Mourning the Dead Sermon!
There are days, thankfully only a few, when the sermon dies a tragic death somewhere between the pulpit and the pew, before it even reaches the ears of the congregation. What felt like a God-inspired masterpiece in the study has become a lifeless, dead, tragic waste. Oh, we might try an emergency rescue. Go ‘off script’ and try to improvise our way into a better message. But it almost never works. Instead, just like at a funeral, everyone is watching, even passing by, and thinking about what could have been. Mourning the dead sermon.
I’ve preached my share of dead sermons. Maybe more than my share. It’s tragic. Occasionally the sermon dies because I didn’t prepare the way I should have prepared. Sometimes the sermon dies because I didn’t understand the message the way I originally thought I did. And to be honest, sometimes it dies because I just wasn’t spiritually prepared for the preaching moment; I skipped prayer, devotions, personal worship, Bible reading. I hadn’t paid attention to the spiritual disciplines in my own life and the sermon meant to bless the lives of a congregation died because of it.

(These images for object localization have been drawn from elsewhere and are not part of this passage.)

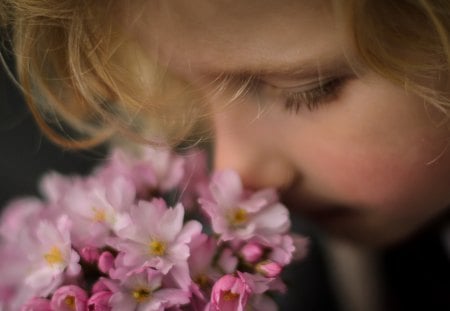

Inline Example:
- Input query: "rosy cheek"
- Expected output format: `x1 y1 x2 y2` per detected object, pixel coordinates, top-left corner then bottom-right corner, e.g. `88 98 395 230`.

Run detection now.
302 144 442 211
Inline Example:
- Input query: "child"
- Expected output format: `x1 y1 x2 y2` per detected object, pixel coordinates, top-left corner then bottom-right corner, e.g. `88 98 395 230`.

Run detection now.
1 0 449 310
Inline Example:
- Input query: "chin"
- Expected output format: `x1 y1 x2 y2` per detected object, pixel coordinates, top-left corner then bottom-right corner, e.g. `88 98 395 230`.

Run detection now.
286 196 449 249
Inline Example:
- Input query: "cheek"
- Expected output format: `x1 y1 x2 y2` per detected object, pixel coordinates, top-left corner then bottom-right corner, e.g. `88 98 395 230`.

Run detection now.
280 77 450 214
301 138 450 212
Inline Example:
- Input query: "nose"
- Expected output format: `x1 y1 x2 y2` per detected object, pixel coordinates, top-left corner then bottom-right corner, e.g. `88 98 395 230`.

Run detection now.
212 107 296 191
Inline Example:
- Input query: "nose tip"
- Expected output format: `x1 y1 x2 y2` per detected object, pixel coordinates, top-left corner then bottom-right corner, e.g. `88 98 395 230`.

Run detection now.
210 102 296 193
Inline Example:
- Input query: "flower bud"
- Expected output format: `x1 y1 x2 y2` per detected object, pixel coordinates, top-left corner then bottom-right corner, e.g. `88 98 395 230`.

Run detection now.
80 246 100 263
210 274 251 310
87 291 112 311
240 242 263 263
256 261 282 278
98 251 115 274
50 285 88 311
92 279 109 294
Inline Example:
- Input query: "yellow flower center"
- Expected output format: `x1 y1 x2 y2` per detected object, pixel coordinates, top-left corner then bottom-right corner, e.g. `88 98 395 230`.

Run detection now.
230 208 248 226
64 296 76 309
92 207 106 222
149 240 166 256
132 288 151 302
44 246 64 266
222 290 239 301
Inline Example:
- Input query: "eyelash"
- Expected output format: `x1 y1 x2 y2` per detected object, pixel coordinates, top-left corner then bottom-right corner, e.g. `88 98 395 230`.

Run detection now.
219 74 348 114
282 77 347 113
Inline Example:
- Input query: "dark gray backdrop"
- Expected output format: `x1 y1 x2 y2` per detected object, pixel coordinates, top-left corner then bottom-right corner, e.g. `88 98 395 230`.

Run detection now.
0 35 104 207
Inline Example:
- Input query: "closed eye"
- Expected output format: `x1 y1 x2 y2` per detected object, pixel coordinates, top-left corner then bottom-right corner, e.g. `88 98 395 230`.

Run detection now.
211 74 350 114
281 77 348 113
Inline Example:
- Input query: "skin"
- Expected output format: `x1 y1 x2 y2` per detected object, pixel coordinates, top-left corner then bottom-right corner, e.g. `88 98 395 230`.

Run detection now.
125 0 450 247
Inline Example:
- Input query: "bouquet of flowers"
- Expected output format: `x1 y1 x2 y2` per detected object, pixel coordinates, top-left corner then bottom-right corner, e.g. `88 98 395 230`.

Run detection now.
0 146 308 311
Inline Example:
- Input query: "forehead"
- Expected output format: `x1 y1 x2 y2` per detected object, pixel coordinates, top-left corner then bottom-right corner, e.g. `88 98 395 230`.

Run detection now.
132 0 346 75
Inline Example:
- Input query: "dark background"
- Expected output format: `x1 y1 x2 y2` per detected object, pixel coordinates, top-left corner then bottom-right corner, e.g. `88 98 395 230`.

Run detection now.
0 34 104 207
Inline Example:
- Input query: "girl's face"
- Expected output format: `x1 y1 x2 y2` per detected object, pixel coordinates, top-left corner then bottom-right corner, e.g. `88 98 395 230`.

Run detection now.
133 0 450 247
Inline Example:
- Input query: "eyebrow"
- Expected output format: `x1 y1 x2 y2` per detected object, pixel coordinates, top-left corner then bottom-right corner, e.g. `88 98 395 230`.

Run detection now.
203 54 355 81
264 59 353 79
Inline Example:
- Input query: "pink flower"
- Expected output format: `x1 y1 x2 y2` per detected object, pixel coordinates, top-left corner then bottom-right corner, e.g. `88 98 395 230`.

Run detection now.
187 234 221 309
0 146 301 311
115 199 201 275
256 261 282 278
238 272 273 294
20 297 51 311
98 147 185 198
59 176 134 248
188 234 220 286
98 251 115 274
109 268 190 311
39 171 77 205
23 216 80 297
0 198 45 242
209 273 252 311
0 241 33 309
200 170 290 241
268 235 296 266
141 147 186 191
217 248 238 274
92 278 111 294
87 291 113 311
50 285 88 311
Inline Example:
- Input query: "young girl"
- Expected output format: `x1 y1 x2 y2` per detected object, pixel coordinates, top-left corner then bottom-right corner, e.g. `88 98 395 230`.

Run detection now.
1 0 449 310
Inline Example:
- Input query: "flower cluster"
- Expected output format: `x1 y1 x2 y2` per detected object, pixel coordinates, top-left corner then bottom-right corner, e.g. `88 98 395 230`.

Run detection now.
0 147 308 311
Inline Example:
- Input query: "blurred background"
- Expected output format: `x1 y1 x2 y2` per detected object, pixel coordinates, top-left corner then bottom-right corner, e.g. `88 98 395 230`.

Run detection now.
0 32 105 207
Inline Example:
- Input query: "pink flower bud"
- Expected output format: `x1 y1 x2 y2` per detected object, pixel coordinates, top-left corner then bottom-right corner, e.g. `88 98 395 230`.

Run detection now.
87 291 112 311
210 274 251 311
98 251 115 274
20 297 51 311
80 246 100 263
92 279 109 294
50 285 88 311
240 242 263 263
257 261 282 278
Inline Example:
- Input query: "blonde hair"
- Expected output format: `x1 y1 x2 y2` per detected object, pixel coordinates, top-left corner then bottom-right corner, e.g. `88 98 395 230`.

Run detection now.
0 0 205 148
344 0 450 114
1 0 450 148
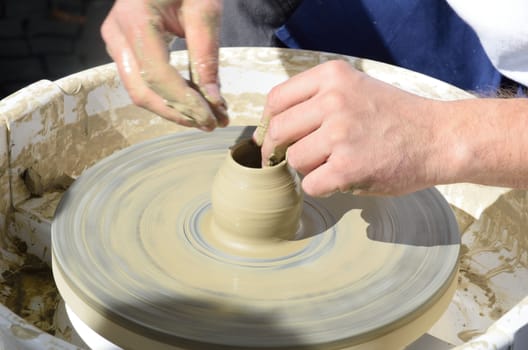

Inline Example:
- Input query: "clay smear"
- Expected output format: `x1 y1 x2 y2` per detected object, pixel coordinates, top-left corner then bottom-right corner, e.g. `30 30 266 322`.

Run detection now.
454 189 528 341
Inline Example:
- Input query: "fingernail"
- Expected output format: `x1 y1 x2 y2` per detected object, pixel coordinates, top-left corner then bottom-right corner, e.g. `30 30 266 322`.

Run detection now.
198 125 215 132
203 83 222 104
215 104 229 127
320 191 337 198
343 186 363 196
217 118 229 128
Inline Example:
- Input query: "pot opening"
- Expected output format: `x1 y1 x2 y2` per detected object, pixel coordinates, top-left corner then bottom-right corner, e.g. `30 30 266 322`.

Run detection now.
231 139 262 168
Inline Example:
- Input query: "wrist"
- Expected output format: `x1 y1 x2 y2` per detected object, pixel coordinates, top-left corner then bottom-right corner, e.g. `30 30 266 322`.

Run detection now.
422 99 473 187
429 97 528 188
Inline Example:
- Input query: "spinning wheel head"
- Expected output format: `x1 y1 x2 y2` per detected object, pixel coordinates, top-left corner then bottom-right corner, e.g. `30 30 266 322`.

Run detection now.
52 127 460 349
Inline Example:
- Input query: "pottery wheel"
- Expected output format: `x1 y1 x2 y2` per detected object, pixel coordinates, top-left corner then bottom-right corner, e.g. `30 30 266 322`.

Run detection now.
52 126 460 349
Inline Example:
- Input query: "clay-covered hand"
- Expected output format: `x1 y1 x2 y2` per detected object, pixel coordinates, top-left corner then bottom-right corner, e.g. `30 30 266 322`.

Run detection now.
101 0 227 131
258 60 450 197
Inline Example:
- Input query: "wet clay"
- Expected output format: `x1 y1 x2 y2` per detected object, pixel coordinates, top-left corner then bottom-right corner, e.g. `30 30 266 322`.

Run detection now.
445 189 528 343
52 127 460 349
1 237 59 336
465 191 527 292
210 139 303 256
22 168 74 198
457 329 485 343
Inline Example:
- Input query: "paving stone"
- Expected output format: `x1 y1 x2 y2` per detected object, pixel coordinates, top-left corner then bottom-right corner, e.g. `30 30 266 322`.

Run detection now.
0 39 30 56
0 19 24 38
4 0 49 18
28 17 80 37
0 57 44 81
30 36 74 55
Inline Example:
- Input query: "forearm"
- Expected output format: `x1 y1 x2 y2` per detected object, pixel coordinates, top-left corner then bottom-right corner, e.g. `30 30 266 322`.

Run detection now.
432 97 528 188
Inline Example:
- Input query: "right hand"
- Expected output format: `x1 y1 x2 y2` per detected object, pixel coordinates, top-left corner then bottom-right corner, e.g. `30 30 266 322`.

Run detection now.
101 0 227 131
258 60 447 197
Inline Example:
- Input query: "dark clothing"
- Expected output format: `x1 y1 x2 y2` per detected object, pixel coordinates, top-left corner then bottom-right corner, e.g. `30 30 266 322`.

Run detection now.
171 0 302 49
172 0 525 94
275 0 502 93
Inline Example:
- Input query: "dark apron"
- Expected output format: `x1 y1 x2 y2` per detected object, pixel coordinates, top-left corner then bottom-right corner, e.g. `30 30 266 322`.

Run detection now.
275 0 516 93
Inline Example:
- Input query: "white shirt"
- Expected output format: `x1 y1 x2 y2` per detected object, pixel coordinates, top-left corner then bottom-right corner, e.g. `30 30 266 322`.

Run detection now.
447 0 528 86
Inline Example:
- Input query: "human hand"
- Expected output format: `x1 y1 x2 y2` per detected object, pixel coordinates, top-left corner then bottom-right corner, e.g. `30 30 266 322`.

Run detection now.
101 0 227 131
258 60 451 197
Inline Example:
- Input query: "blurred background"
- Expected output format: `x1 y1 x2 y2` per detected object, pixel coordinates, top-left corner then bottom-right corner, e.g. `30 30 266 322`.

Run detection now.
0 0 302 100
0 0 113 99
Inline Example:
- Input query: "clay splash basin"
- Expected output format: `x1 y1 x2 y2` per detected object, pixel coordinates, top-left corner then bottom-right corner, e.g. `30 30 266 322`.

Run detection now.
0 48 527 349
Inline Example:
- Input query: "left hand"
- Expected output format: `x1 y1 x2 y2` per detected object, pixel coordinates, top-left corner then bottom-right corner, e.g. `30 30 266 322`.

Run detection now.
258 60 449 197
101 0 227 130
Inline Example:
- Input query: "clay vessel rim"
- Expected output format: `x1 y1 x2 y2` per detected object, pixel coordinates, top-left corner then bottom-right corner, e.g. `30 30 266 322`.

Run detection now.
226 152 288 173
227 153 287 171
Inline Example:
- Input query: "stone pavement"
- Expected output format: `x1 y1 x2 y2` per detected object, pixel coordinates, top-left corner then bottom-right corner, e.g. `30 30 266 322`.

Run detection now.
0 0 113 99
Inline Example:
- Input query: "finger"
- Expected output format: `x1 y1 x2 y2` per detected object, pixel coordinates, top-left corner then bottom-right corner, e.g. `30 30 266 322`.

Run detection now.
117 2 218 129
302 152 376 197
256 63 330 157
182 0 228 127
261 94 326 165
301 161 346 197
286 128 331 175
262 62 336 119
182 0 221 85
102 15 201 128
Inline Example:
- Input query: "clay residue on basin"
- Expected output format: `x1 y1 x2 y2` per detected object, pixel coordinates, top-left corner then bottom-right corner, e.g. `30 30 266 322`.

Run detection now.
0 236 59 335
9 100 187 209
452 189 528 342
1 121 9 233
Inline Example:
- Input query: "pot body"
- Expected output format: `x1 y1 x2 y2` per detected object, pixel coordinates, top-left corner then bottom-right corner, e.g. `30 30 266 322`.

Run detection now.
211 141 303 248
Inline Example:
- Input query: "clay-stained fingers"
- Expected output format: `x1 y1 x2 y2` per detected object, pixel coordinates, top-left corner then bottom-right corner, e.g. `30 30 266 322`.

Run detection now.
181 0 221 85
102 13 201 128
181 0 228 126
260 98 325 165
258 63 348 163
130 3 219 129
254 66 322 146
258 60 359 139
261 63 332 118
301 149 375 197
301 160 350 197
104 0 218 130
261 102 322 165
286 128 331 175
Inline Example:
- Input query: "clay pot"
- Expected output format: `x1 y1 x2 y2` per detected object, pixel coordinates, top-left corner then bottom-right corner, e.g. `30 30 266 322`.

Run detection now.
211 139 303 250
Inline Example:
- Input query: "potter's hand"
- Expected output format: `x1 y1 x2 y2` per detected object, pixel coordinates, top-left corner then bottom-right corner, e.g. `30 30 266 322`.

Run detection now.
258 60 446 197
101 0 227 130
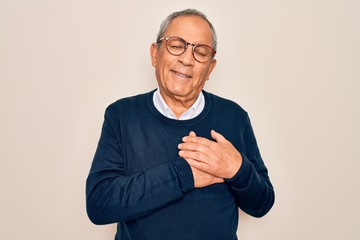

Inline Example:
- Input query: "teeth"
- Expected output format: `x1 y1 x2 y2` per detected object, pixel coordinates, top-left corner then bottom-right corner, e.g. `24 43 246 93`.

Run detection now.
174 71 191 78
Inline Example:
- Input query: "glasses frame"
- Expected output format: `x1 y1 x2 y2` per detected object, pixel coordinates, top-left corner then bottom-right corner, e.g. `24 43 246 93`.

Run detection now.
157 36 216 63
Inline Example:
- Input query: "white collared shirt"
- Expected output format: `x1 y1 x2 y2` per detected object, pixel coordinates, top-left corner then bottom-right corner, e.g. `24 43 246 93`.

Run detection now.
153 88 205 120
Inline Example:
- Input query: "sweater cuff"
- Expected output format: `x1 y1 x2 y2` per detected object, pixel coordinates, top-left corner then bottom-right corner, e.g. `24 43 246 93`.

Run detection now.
225 153 252 189
174 157 194 192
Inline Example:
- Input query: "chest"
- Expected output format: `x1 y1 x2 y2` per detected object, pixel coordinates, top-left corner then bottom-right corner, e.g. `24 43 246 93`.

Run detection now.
118 115 245 175
120 123 195 174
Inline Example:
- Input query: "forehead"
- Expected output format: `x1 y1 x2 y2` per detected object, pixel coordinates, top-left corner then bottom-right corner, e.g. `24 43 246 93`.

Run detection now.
163 15 213 45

I’m fully aware that every preacher experiences this from time to time. I’m not alone. We’ve all preached the dead sermon. We’ve all slipped into the functional mode of preaching and seen the spiritual life ebb out of our preaching. We might make it work for a while. We can hide it for a time. But eventually we have to deal with it. We have to mourn the dead sermon. And move on…
Here are three steps to mourn the dead sermon:
1. Understand why the sermon died. Don’t assume you know. Pray over it. Ask a trusted colleague and/or congregant. Ask yourself the hard questions about your own spiritual and work life: did you do the work? Were you spiritually attuned to God’s direction? Did you understand the text? Did you understand the congregation’s need? Etc… If you understand why the sermon died you can make the necessary corrections to avoid future sermon death!
2. Own the responsibility. It’s easy, and self-deceptive, to slide into the practice of situational blaming to explain away the death of a sermon. “The room was lifeless.” “Attendance was down and I wasn’t feeling the energy.” “What do you expect, the music was awful today.” Yes, these things might occasionally be true, but most often when a sermon dies it’s our fault; the preacher’s fault, and it can’t be blamed on situations or other people. If we are going to avoid the future death of a sermon we have to own our role in it’s death.
3. Let it go. The death of a sermon happens to everyone who dares to stand and preach! Every preacher has experienced this situation. So let it go! Don’t stew on it too long. You can get trapped in worrying about what happened and why it happened. And the next thing you know that worry has killed two or three more sermons. Let it go. Do the work you need to do to have a living, passionate, life-giving sermon the next week. And let the dead sermon go.
So there are the three steps to mourn the dead sermon. Understand why it died, own the responsibility for it, and let it go! Then next week stand to preach the Gospel message unhindered by the dead sermons of the past. Stand to preach the Good News of Jesus full of the life-giving Spirit of God, and allow the dead to be dead. And try to remember that sometimes God specializes in raising the dead and creating new life through that resurrecting power. Never underestimate what God can do with the dead sermon.